Ele me puxou pelo braço e foi me levando pra fora novamente.

— Paola deve estar lá — Apontou para um estábulo — Os meus cavalos ficam ali, vai lá.

— Ela vai me matar — Resmunguei.

— Que matar ocê, ela não mata uma formiga trem.

Comecei a caminhar até o estábulo, que ficava a alguns metros. Vejo a mulher dele me observar pela janela, com o mesmo sorriso que eu não recebia a anos, da minha mãe. Chegando perto, respirei fundo e me preparo para o esporro da ranzinza. Quando entro, vejo ela escovar os pelos de um cavalo preto feito carvão, ela estava encima de uma pequena caixa de madeira enquanto conversava com os pelos brilhantes.

— Cada vez mais perfeito, trovão. Você tem que melhorar, amigão.

Quando notou minha presença, parou de falar imediatamente. Parecia que toda vez que ela me olhava, soltava um suspiro irritado. Comecei me sentir incomodado com aquilo.

— Não queria estar aqui, seu pai que me mandou. - Aviso.

— Te perguntei alguma coisa, garoto ? — Desceu da caixa, levando o cavalo de volta ao seu lugar.

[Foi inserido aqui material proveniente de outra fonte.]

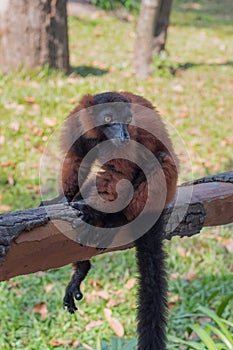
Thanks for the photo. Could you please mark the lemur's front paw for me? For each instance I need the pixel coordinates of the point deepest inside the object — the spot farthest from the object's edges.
(85, 213)
(88, 219)
(72, 292)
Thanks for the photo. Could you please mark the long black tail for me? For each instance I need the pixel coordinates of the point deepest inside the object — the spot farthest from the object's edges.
(152, 309)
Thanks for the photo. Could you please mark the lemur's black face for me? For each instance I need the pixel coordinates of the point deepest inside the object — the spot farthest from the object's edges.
(116, 118)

Tinha mais três cavalos lá, dois marrons e um branco. Todos bem cuidado, e mastigando alguma coisa.

— Nunca viu cavalo ? — Se aproximou, com uma fivela na mão.

— Meu pai, tinha um sítio — Me aproximei de um marrom e estiquei a minha mão — Tinha um cavalo chamado, Louis. — Acariciei o cavalo.

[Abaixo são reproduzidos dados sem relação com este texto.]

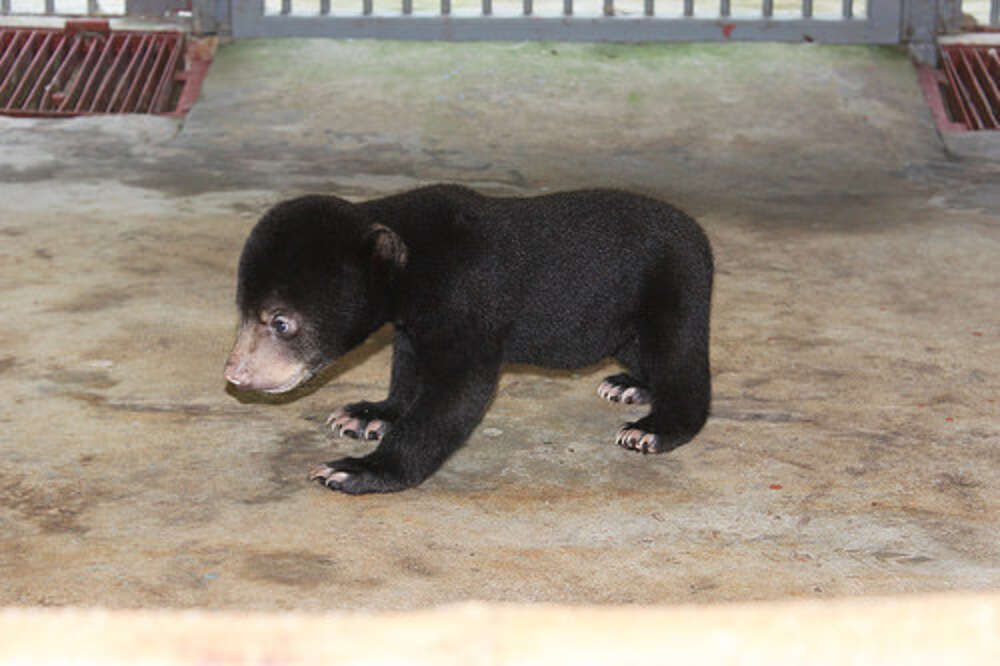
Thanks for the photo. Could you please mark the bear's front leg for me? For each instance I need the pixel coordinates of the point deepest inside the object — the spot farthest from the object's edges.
(450, 405)
(371, 420)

— O que você veio fazer pra cá? - Perguntou de repente.

— Não sei. Odeio mato — Olhei pra ela, que me encarava sem expressão alguma.

— Vou dar uma dica pra você, ou se acostuma aonde você está ou vai embora. Eles gostaram de ter você aqui e isso me incomoda, porque conheço homens do seu tipo. Acham que são donos do mundo só porque andam em uma lataria do ano.

— Eu te incomodo tanto, não é? Sabe como chamam isso lá de onde eu venho? — Sorri provocativo e ela virou os olhos.

— Me incomoda porque é um playboy mimado. Aqui não tem espaço pra você nem pro seu ego, se quer conviver conosco é melhor pensar bem no caso. Eles não são uns quaisquer que você usa para encher essa sua barriga. — Jogou as fivela na minha mão — O nome dela é Nina, vê se pensa no que te falei. Você não é obrigado a ficar aqui, muito menos a me aturar e vice versa, só não quero que magoe eles. Já que foi expulso de onde mora, provavelmente, deve ter esse dom.

— Você não me conhece — Trinquei os dentes irritado. A garota realmente quer me tirar do sério.

— Não precisa de muito pra saber o que você é. — Deu os ombros e saiu do estábulo.

Olhei para a Nina e ela parecia estar olhando pra mim também. Era apaixonado por cavalos, até meu pai vender o maldito sítio junto com o Louis. Eu só tinha quinze anos, e aquilo mexeu comigo o bastante para me tornar um completo rebelde. Era tudo o que eu amava, meus bichos, meu cavalo e aquele lugar. Lá é onde  eu tinha as lembranças mais fortes da minha mãe, ainda quando parecíamos uma família. E ele jogou tudo pro alto, como se nada mais importasse. Como se quisesse de livrar de qualquer coisa relacionada a ela.

Abri a portinha e trouxe a Nina pra mim, a selei e subi nela. No começo ela se mexeu um pouco e quase me derrubou.

— Calma garota — Acariciei seu pescoço — Vamos só dar uma volta, tá bom ?

Começamos a cavalgar lentamente, ela é dócio e anda como se fosse égua da realeza. Fiz com que ela corresse mais um pouco e começamos a cavalgar. Senti o vento no meu rosto, ver as árvores novamente e ter aquela sensação de ser livre. Senti meus olhos encherem de lágrimas, ao me lembrar dela novamente, as lágrimas escorriam na minha bochecha e eu pela primeira vez, as deixava já que não tinha ninguém para me olhar como se eu fosse um fraco.

 É doloroso a falta que ela me causa, a saudade machuca tanto que a vontade de viver ia sumindo aos poucos. Sentia, como se nunca mais fosse ser feliz de novo, não como eu era, não como ela me fazia.

Voltamos novamente para o celeiro e a coloquei de volta no seu lugar.

— Você é uma boa garota Nina, boa garota — A acariciei novamente e sai dali, indo em direção a minha nova vida.